Legal scholars disagree as to whether impeachment requires a crime. However, the Constitution provides that impeachment of a president is to be for “treason, bribery, or other high crimes and misdemeanors.” I find it hard to read this language as permitting impeachment in the absence of the two crimes specified or another significant crime.
Moreover, as Ted Cruz pointed out during a discussion at the Heritage Foundation earlier this week, the framers of the Constitution rejected a draft that called for impeachment for “corruption,” as well as a draft that called for it in cases of “maladministration.”
It seems to me that the Democrats have impeached Trump for some combination (as they see it) of corruption and maladministration.
For purposes of housekeeping, let’s take a look at the vote. On the first article of impeachment — for “abuse of power” — it was 230 to 197. Two Democrats — Collin Peterson of Minnesota and Jeff Van Drew of New Jersey — voted against impeachment.

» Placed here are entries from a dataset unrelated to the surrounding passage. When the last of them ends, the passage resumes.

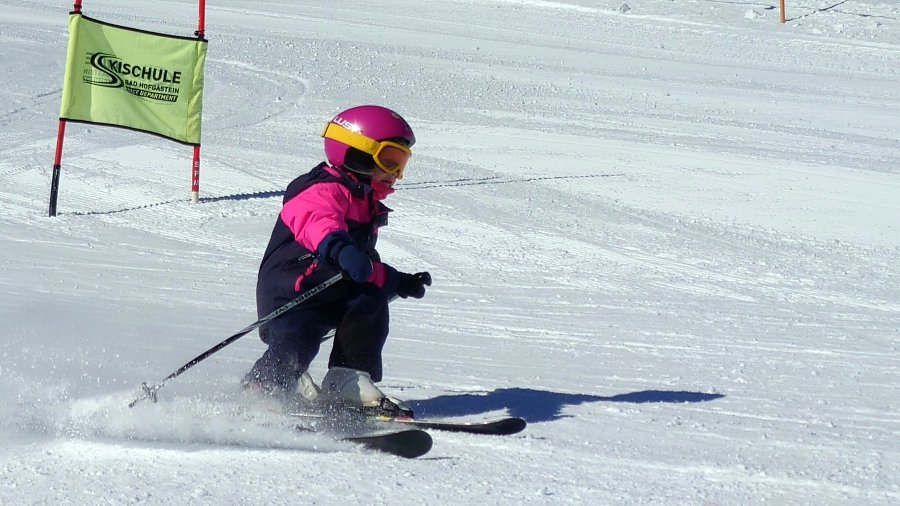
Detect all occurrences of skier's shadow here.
[410,388,725,423]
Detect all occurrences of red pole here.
[192,0,206,204]
[48,119,66,218]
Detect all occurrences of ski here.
[341,429,434,459]
[374,416,528,436]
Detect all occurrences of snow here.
[0,0,900,505]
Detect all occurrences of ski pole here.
[128,273,344,408]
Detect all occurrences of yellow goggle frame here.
[322,122,412,179]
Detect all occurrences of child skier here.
[244,105,431,416]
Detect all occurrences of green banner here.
[59,13,207,145]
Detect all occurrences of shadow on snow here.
[410,388,725,423]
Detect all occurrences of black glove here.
[318,230,372,283]
[397,272,431,299]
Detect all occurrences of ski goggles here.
[322,123,412,179]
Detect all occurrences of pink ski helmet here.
[322,105,416,174]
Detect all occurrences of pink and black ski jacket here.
[256,163,390,318]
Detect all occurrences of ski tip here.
[504,417,528,434]
[346,429,434,459]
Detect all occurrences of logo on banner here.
[83,53,181,102]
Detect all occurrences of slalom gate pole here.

No Republican voted for impeachment, but ex-Republican Justin Amash of Michigan, now an independent, did.
Tulsi Gabbard took a page from the Barack Obama playbook and voted “present.”
The second article called for Trump to be impeached for exercising his right to have a dispute with Congress resolved by the courts. The vote on this absurdity was 229 to 198. Jared Golden of Maine was the Democrat who voted for the first article but not the second.
The Washington Post celebrates the impeachment by claiming that the House’s purely partisan move “creat[es] an indelible stain on [Trump’s] presidency.” I doubt it.
Trump is the third president in the past 45 years to have gone through impeachment proceedings, and the third of the last eight elected presidents to experience this. The proportion of such presidents is likely to increase during the next half century.
Impeachment isn’t what it used to be. In fact, absent conviction by the Senate, it’s no longer very much at all.